Earth Day 2009
What would Earth Day be without a disturbing graph, in which bad things are increasing versus time? It would be no fun at all, that’s for sure. Today’s enviro-plot comes to us courtesy of NOAA, and shows that despite a global economic downturn in the last few months, greenhouse gas emissions continue to grow unabated. The recession is only a few months old, so that’s not surprising… it takes time for data to accumulate. Either way, a global economic shutdown is no way to curb greenhouse gas emissions. Fortunately that’s not our only option.
Take a look at the GDP and fossil fuel curves. There’s an interesting zig-zag feature that happens around 1979-1980, when fossil fuel use drops precipitously and then slowly climbs back up, at the same time GDP sails on upwards with hardly a blip. That’s the Iranian hostage crisis, when oil exports from Iran were held back at the source. In the space of a couple of years, our oil imports dropped through the floor but somehow our GDP managed to keep growing. Jimmy Carter was President, and renewable energy projects were starting to take off. Carter was a former nuclear engineer who understood the value of a diversified energy portfolio and high technology. He put solar panels on the White House roof, in a measure that was largely symbolic but which also demonstrated commitment to American industrial innovation and technological supremacy in an age of changing energy needs. Iran under the Ayatollahs made it clear: as long as we need their crude, they will rule us.

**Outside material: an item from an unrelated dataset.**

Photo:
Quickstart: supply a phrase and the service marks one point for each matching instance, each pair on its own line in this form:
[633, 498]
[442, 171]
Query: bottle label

When Reagan the Stupid took charge of the White House, he ripped the solar panels off the White House roof and ushered in a new dark age. We’d started to turn the corner toward a brighter technological future, but all it took was one supremely idiotic president to stop us in our tracks. The world is a big place, and the US economy is a big machine, but one man can still make a difference… in Reagan’s case, a hideous difference. We had a chance to seriously examine our dependence on foreign oil, and to seriously attempt a technological revolution toward greater efficiency and lasting economic dominance. Instead, rich people got a tax cut and went on a 30-year vacation from responsibility.

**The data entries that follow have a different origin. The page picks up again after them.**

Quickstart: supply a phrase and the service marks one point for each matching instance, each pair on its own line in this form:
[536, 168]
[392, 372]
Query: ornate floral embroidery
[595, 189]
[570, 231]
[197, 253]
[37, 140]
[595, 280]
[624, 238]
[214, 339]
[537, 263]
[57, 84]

Today our situation is different. We’re past peak oil, and no amount of sabre-rattling or political posturing will put new oil back into played-out wells. Our technology, despite Reagan’s Luddism and that of his party, has now advanced to the point where wind energy is price-competitive with coal, and cheaper than natural gas. Nanotechnology is bringing new advancements in materials engineering and solar photovoltaics technology with every passing month. Municipalities are harnessing their own landfills to fuel buses that run on natural gas, and Brazil grows most of its liquid fuel. We’ve started to grow beyond technological childhood, when fossil-fuel training wheels were required for progress. Now we can start to think about taking off those training wheels, and map out a future beyond month-to-month scrambles for another oil well here, another tar seep there.
GDP and fossil fuel use are not the same thing… in fact they’re not even related. GDP measures what we do, and we can do what we do without dead algae. All we need is to be more clever than Reagan… and that’s easy.